India today expressed concern over a staggering 222 million women not having access to contraceptive services globally, leading to 80 million unplanned pregnancies, 30 million unplanned births and 20 million unsafe abortions each year.
Addressing the "International Inter-ministerial Conference on South-South Cooperation in the Post-ICPD and MDGs" here, Health Minister Ghulam Nabi Azad lamented that universal access to sexual and reproductive health services and care has not been ensured even after 20 years of the International Conference on Population and Development (ICPD).

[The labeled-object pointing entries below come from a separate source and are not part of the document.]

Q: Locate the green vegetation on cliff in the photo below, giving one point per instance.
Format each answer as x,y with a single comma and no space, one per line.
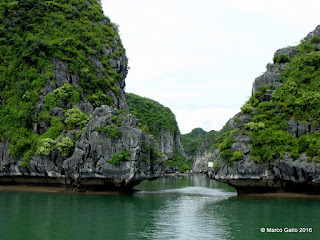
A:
152,114
36,34
157,120
289,121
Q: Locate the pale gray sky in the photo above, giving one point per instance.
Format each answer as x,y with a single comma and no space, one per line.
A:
200,57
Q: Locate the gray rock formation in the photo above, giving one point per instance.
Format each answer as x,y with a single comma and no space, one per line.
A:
284,173
89,164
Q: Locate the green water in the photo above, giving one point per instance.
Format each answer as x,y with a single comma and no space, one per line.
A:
169,208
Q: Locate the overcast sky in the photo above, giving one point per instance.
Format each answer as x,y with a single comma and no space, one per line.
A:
200,57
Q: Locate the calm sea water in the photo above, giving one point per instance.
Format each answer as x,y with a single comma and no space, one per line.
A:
170,208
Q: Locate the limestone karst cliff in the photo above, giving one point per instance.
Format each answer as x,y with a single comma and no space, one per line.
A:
161,123
64,115
273,144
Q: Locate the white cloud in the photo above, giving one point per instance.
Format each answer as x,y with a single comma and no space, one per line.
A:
192,56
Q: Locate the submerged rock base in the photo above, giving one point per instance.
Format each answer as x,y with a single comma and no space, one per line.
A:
68,185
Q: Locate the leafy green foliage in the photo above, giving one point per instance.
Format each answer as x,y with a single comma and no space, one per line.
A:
76,119
123,156
32,34
67,93
66,146
152,114
46,146
282,58
298,99
255,126
247,108
110,130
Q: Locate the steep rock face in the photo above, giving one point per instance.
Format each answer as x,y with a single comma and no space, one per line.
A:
162,124
90,163
271,145
64,114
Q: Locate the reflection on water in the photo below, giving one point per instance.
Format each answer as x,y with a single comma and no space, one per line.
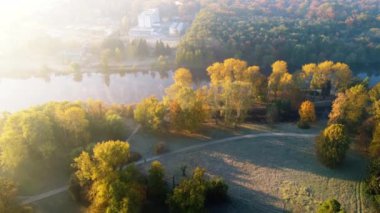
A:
16,94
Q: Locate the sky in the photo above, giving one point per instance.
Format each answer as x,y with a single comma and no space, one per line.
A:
15,9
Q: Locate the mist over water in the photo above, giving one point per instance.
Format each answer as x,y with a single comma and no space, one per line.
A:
17,94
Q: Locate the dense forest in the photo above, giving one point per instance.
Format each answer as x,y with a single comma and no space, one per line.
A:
296,31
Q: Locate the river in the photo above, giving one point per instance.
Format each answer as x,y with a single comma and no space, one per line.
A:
17,94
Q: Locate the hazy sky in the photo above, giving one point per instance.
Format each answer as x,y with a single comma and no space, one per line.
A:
13,9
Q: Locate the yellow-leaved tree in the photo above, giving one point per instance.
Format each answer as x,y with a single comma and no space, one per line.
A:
307,114
234,88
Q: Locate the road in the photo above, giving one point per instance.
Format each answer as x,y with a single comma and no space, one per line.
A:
53,192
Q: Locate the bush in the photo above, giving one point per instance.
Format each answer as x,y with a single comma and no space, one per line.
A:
76,191
157,187
134,156
330,206
303,125
331,145
216,191
373,182
160,148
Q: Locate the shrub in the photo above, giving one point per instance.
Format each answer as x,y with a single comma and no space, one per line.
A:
330,206
373,182
332,144
160,148
303,125
157,187
134,156
216,191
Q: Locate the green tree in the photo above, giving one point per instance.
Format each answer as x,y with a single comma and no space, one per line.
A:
189,195
150,113
374,147
187,108
115,125
26,135
330,206
8,198
157,187
332,144
111,189
74,124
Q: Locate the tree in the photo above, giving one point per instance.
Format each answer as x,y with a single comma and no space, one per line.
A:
332,144
189,195
330,206
8,198
216,191
157,187
339,75
349,108
115,125
74,124
150,113
306,113
27,135
374,147
280,82
111,189
187,108
234,87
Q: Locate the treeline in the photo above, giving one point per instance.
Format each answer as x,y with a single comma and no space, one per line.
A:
45,136
258,37
105,182
133,49
354,118
236,89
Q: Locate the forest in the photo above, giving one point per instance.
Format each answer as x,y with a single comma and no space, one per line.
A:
298,32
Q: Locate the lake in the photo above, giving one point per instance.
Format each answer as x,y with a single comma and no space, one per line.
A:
17,94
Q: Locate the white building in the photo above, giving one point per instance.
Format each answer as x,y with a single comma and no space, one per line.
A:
176,29
149,18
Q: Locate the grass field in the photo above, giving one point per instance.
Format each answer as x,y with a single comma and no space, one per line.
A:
266,174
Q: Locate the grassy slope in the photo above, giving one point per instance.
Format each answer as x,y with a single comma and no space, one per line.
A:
264,174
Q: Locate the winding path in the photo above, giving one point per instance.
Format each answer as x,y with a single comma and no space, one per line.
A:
53,192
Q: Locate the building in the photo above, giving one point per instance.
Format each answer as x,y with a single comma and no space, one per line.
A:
148,23
149,18
176,29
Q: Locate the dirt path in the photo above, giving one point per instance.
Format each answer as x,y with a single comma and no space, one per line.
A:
358,195
53,192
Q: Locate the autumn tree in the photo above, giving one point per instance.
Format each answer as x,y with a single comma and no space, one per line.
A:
150,113
374,147
192,194
234,87
111,189
320,76
26,135
280,82
74,124
330,206
332,144
349,108
187,107
307,114
115,125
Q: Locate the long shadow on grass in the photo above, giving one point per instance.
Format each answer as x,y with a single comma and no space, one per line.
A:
287,153
247,204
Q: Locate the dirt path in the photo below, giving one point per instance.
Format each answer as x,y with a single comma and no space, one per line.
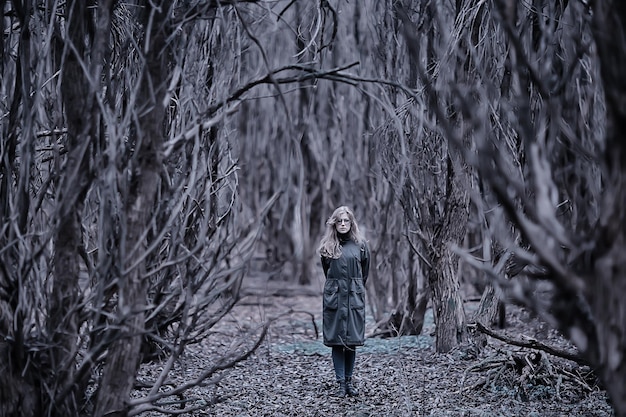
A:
291,373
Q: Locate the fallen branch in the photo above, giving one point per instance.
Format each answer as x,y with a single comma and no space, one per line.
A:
531,343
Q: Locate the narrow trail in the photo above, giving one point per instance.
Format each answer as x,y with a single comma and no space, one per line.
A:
291,373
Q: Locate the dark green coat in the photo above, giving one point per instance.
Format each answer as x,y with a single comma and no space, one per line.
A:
344,295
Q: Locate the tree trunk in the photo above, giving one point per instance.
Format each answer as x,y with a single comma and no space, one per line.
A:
443,275
124,354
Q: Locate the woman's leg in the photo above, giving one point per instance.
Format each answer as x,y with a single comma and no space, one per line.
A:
339,363
350,357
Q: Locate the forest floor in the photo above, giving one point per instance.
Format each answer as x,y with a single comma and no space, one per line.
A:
291,374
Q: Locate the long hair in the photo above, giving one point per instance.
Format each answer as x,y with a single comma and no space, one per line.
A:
329,245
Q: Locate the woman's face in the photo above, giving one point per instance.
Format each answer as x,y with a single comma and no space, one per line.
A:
343,223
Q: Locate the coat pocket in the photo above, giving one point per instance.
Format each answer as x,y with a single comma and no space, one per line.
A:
357,298
331,295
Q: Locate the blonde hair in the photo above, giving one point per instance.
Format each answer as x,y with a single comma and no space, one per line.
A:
329,245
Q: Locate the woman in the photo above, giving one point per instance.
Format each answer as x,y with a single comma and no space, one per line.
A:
345,260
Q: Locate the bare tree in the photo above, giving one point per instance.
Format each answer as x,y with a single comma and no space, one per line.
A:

"It is time we acknowledge that we need to make massive and strategic investments for universal access to affordable and appropriate sexual and reproductive health services," he said.
Azad said child marriages, teenage pregnancies, neglected youth and adolescent populations, high levels of malnutrition including anaemia, and violence against women are several other issues which are critical to accelerating progress on the Millennium Development Goals but have not received due attention so far.
He said nations must agree on a new set of goals and it would be a mistake not to build on the success achieved so far.
"Let us not undermine the work we have collectively done, in fact we have much to be proud of - momentum for gender equality and human rights has never been stronger...We must arrive at an informed agenda for post-2015," he noted.
He said preliminary findings show that between 1994 and 2012, fertility fell by 29 per cent, contraceptive prevalence for women aged 15 to 49 rose from 58.4 per cent to 63.6 per cent, while unmet need for modern methods declined from 20.7 per cent to 18.5 per cent.
Azad said maternal mortality rates have fallen by 47 per cent since the first ICPD - but that is far short of MDG goal of 75 per cent reduction. Similarly, child mortality has declined by 41 per cent globally, but falls short of the goalpost of 66 per cent reduction.
The minister said studies show that meeting the unmet needs in South, Central and South-East Asia alone would reduce maternal deaths by 75 per cent, newborn deaths by 52 per cent and unintended pregnancies by 74 per cent.